À peine arrivée sur les bancs de l’EFAP Paris, l’allant de Bérengère la pousse à se projeter dans ce futur proche, où les frissons d’un projet rondement mené prendraient enfin la place de ces heures de révision promptes à agacer cette fille dissipée. C’est le terrain plutôt que l’université, le pétrin plutôt que la simplicité. Son arrivée tonitruante sur le marché du travail s’est ainsi faite le témoin de sa propension à entrer par la petite porte et à sortir par la grande. Marie-Claire, Warner Bros. et Paulette Magazine se sont tous adjoint les services de cette chargée de communication volubile. Partout où Bérengère passe, c’est le grand chambardement : elle construit et bouscule, insuffle et chamboule. Une démarche qui peut désarçonner les champions de la routine mais qui finit toujours par barrer le visage de ses collaborateurs d’une mine satisfaite. Pourtant, celle qui désirait à tout prix sortir la tête de ses livres d’étude trouve les prémices de son avenir professionnel en se plongeant dans une tout autre lecture.

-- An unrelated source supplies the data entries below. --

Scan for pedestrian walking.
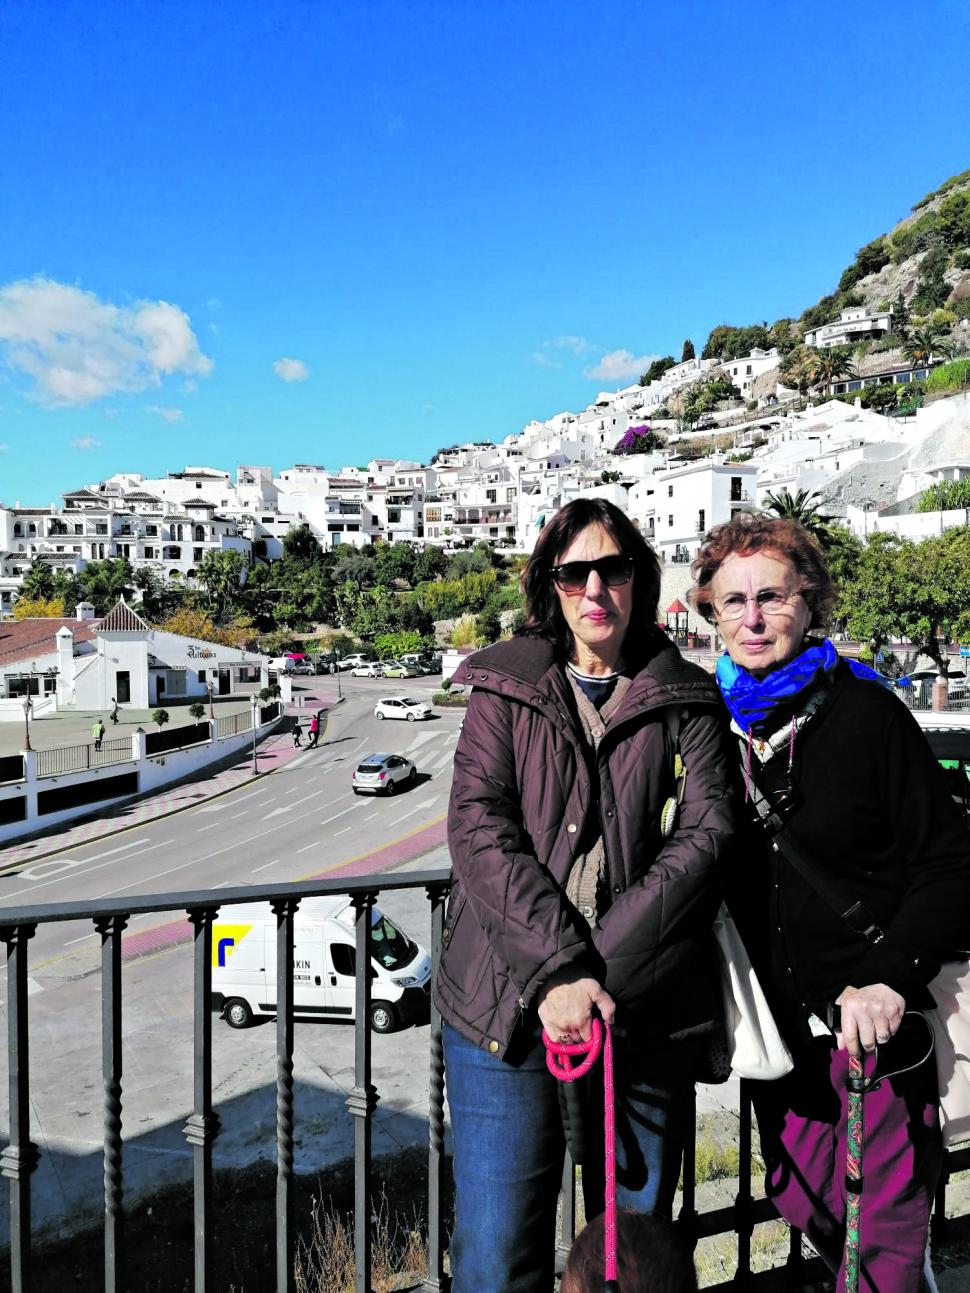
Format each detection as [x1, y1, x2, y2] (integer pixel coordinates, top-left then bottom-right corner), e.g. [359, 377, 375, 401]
[307, 711, 320, 748]
[293, 721, 303, 748]
[109, 697, 119, 724]
[92, 719, 105, 752]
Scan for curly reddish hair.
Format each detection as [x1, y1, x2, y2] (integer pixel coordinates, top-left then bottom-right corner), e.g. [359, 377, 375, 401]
[689, 512, 835, 630]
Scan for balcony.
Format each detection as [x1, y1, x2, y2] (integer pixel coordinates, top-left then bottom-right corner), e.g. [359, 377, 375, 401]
[4, 863, 970, 1290]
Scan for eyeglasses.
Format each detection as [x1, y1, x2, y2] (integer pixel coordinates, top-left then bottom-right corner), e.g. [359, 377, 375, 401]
[550, 554, 634, 595]
[710, 589, 802, 621]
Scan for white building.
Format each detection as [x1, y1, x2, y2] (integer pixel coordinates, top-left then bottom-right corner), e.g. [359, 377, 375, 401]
[804, 306, 894, 350]
[720, 348, 781, 399]
[651, 461, 758, 563]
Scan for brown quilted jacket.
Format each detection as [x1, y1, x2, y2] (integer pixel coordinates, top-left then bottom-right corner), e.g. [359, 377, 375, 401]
[435, 632, 734, 1058]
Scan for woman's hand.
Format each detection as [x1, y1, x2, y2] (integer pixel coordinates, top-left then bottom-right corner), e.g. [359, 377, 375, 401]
[537, 967, 615, 1043]
[835, 983, 905, 1058]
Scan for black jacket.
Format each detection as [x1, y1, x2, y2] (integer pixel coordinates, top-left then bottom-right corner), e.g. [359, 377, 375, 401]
[727, 662, 970, 1048]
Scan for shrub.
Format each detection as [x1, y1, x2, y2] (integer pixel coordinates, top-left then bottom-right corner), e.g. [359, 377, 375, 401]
[954, 249, 970, 270]
[188, 703, 206, 722]
[926, 358, 970, 395]
[151, 708, 169, 730]
[433, 690, 470, 707]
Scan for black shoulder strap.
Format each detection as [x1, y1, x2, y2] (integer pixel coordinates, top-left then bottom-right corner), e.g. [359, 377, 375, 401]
[744, 755, 886, 946]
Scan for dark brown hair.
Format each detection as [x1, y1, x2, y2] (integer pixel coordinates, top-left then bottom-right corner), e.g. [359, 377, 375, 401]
[561, 1210, 698, 1293]
[689, 512, 835, 630]
[520, 498, 661, 657]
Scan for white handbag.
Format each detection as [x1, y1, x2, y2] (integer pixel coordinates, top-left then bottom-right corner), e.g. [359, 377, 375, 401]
[926, 957, 970, 1148]
[712, 904, 794, 1081]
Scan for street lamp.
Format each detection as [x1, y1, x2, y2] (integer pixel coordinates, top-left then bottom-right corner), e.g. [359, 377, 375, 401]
[206, 680, 215, 721]
[250, 693, 259, 776]
[22, 695, 32, 752]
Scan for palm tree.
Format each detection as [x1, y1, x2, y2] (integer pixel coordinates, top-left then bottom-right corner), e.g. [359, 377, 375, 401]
[809, 347, 856, 392]
[762, 488, 832, 545]
[902, 325, 953, 370]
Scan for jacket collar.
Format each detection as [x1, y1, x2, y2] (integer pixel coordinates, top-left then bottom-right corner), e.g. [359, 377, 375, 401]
[454, 632, 720, 721]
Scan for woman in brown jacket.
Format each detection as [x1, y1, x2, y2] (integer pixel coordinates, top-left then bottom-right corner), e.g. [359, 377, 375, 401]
[436, 499, 733, 1293]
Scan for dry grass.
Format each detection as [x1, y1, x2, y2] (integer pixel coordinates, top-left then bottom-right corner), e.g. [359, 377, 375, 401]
[294, 1188, 428, 1293]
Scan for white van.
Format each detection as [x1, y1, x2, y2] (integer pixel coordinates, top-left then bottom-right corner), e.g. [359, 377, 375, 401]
[211, 897, 431, 1033]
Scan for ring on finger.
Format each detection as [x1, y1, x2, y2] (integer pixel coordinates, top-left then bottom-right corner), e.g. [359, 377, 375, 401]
[876, 1032, 890, 1043]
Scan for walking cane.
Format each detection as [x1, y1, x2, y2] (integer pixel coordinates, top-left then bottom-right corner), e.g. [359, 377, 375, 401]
[842, 1013, 936, 1293]
[544, 1018, 618, 1292]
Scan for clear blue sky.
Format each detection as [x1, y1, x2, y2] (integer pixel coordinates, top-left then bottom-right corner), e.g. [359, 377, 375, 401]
[1, 0, 968, 504]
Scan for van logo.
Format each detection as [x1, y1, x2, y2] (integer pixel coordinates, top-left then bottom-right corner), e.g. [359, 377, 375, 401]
[213, 924, 253, 967]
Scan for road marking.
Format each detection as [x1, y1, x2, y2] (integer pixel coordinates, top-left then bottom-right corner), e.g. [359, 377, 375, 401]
[3, 838, 173, 898]
[296, 840, 319, 855]
[334, 826, 352, 836]
[264, 788, 326, 819]
[404, 731, 436, 753]
[27, 977, 43, 996]
[64, 932, 99, 946]
[319, 805, 357, 828]
[230, 811, 248, 819]
[426, 750, 455, 772]
[364, 812, 379, 820]
[197, 823, 220, 832]
[251, 859, 280, 873]
[392, 804, 427, 824]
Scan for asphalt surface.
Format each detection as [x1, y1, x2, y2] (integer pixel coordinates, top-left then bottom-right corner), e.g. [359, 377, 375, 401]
[0, 675, 457, 1244]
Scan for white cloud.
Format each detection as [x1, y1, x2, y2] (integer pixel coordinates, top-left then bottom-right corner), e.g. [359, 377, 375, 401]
[584, 349, 659, 383]
[530, 350, 562, 370]
[148, 405, 184, 423]
[0, 277, 213, 408]
[553, 335, 593, 355]
[273, 357, 310, 383]
[71, 436, 101, 450]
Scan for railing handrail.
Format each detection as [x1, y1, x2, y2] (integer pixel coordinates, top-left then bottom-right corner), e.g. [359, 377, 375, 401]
[0, 865, 452, 928]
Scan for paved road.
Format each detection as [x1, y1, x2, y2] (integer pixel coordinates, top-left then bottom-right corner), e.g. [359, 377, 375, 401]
[0, 675, 458, 1243]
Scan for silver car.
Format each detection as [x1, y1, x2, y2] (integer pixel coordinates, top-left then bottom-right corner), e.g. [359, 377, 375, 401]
[352, 752, 418, 796]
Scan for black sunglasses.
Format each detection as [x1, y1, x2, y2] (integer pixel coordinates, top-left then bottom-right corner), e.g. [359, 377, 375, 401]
[550, 554, 634, 594]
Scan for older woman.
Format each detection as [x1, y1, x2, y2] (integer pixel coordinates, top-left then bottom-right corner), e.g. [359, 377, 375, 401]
[436, 498, 732, 1293]
[691, 512, 970, 1293]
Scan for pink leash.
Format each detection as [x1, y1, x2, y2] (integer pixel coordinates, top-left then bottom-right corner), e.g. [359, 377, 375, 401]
[543, 1018, 617, 1291]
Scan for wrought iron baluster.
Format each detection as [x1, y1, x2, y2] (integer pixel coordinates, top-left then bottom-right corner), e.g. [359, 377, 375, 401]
[1, 923, 39, 1293]
[348, 890, 379, 1293]
[736, 1079, 754, 1283]
[183, 907, 221, 1292]
[271, 897, 298, 1293]
[680, 1085, 698, 1247]
[423, 880, 450, 1291]
[96, 913, 128, 1293]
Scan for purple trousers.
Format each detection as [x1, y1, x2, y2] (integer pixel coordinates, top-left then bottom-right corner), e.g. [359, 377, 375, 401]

Cette fois-ci, ce n’est pas Cupidon qui décoche la flèche, mais bien Marion. Derrière ces pages s’active une créative catégorie plume, une ancienne étudiante en lettres qui file la métaphore sans effort et exécute des figures qui ont du style. Deux fois publiée par une maison parisienne, Marion compile les carnets et croise les rimes aussi aisément que d’autres croisent les bras. Elle intègre les classes préparatoires Hypokhâgne, mais ne fait pas bon ménage avec l’hostilité et l’élitisme qui s’y dissimulent. Si bien qu’elle plie bagage et tente un concours d’entrée des plus ardus dans le monde de l’édition. Le résultat tombe comme un couperet : trop littéraire . Plutôt que de garder ses œillères, Marion préfère voir double et mène de front un Master de commerce et un autre en lettres modernes. Tout en se cramponnant à ses lignes, elle aiguise sa fibre commerciale, et tire sans le savoir le premier coup de canon de Trafalgar. Car ses écrits attirent bientôt un flot d’attention et de demandes de contribution. Parmi tous ces messages, il en est un qui porte la griffe de Bérengère. Le timing était à l’heure et les deux collaboratrices ponctuelles n’allaient pas se faire prier pour devenir des associées permanentes.